Now you can install all dependencies for node-sos-client by running

npm install

Upgrading Node


For some fortunate users (Andy Lowry for one) installing node via apt-get works fine.  If, however, you get an error about node being out of date you'll have to uninstall, download, and update your path.

First, to uninstall the old version of node:

sudo apt-get remove npm
sudo apt-get remove node

No download and unpack:

cd ~
wget http://nodejs.org/dist/v0.10.2/node-v0.10.2-linux-arm-pi.tar.gz
tar -xvzf node-v0.10.2-linux-arm-pi.tar.gz

To add it to your path

nano .bashrc

And add the following two lines at the bottom:

NODE_JS_HOME=/home/pi/node-v0.10.2-linux-arm-pi
PATH=$PATH:$NODE_JS_HOME/bin

If you restart your command prompt and type node --version you should get v0.10.2.

Now retry npm install.

cd node-sos-client
npm install

And you should be good to go.

Running node-sos-client


First make a copy of the default configuration file:

cp config.json.example config.json

We'll configure it correctly later.  Next pick up the dependency on node-sos-device by running:

npm install sos-device

To run the app you should be able to run

sudo node build/sos-client.js

However, if you had to install node with the wget method, then you'll need to run

sudo $NODE_JS_HOME/bin/node build/sos-client.js

If you're lucky you'll see the app print out the device stats as json and a configuration error, something like:

deviceInfo: { version: 1,
  hardwareType: 1,
  hardwareVersion: 1,
  externalMemorySize: 0,
  audioMode: 0,
  audioPlayDuration: 0,
  ledMode: 0,
  ledPlayDuration: 0,
  ledPatterns:
   [ { id: 2, name: 'On/Off' },
     { id: 3, name: 'Fade' },
     { id: 4, name: 'Chase' },
     { id: 5, name: 'Fade Chase' } ],
  audioPatterns:
   [ { id: 1, name: 'Sad Trombone' },
     { id: 2, name: 'Ding!' },
     { id: 3, name: 'Plunk' } ] }
Failed to poll: bamboo0 { [Error: getaddrinfo ENOTFOUND] code: 'ENOTFOUND', errno: 'ENOTFOUND', syscall: 'getaddrinfo' }

However, if you have a cable that doesn't work well, or are connecting through a non-powered USB hub you may see:

Error: usb_detach_kernel_driver_np: -113 could not detach kernel driver from interface 0: No route to host

In this case try experimenting with the way you connect the device to the Pi.
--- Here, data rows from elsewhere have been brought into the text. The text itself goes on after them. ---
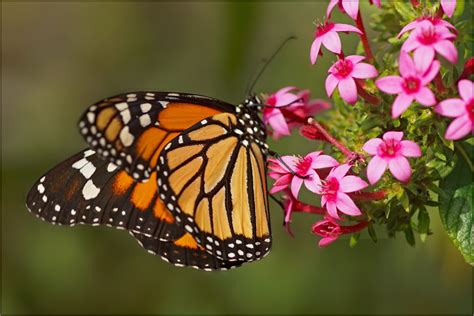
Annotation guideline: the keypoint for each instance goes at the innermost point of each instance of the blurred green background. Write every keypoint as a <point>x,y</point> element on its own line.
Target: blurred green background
<point>59,58</point>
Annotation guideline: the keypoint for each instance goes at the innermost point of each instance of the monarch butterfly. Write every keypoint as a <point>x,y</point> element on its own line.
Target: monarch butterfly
<point>184,173</point>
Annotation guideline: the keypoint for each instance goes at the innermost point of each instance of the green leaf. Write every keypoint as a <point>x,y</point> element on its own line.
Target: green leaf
<point>423,223</point>
<point>456,209</point>
<point>354,239</point>
<point>409,236</point>
<point>372,233</point>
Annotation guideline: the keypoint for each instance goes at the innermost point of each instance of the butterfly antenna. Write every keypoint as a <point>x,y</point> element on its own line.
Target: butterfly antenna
<point>278,157</point>
<point>250,89</point>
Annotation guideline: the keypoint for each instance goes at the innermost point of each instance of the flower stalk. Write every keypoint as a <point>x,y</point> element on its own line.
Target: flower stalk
<point>329,138</point>
<point>364,39</point>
Configuring the Connection

Today node-sos-client can connect to two CI servers: Bamboo, and Jenkins.  To connect to Jenkins update the config file to something like:

{
  "builds": [
    {
      "type": "jenkins",
      "config": {
        "url": "http://127.0.0.1/jenkins/api/json/",
        "username": "[username]",
        "password": "[password]"
      }
    }
  ]
}

And you're done.  With any luck running sudo node build/sos-client.js will light the siren and sound the speaker on initial connection, and whenever the build breaks.

Summary


I hope you've enjoyed and are now on your way to terrorizing your build breaking colleagues, even when you're not at the office.  Enjoy!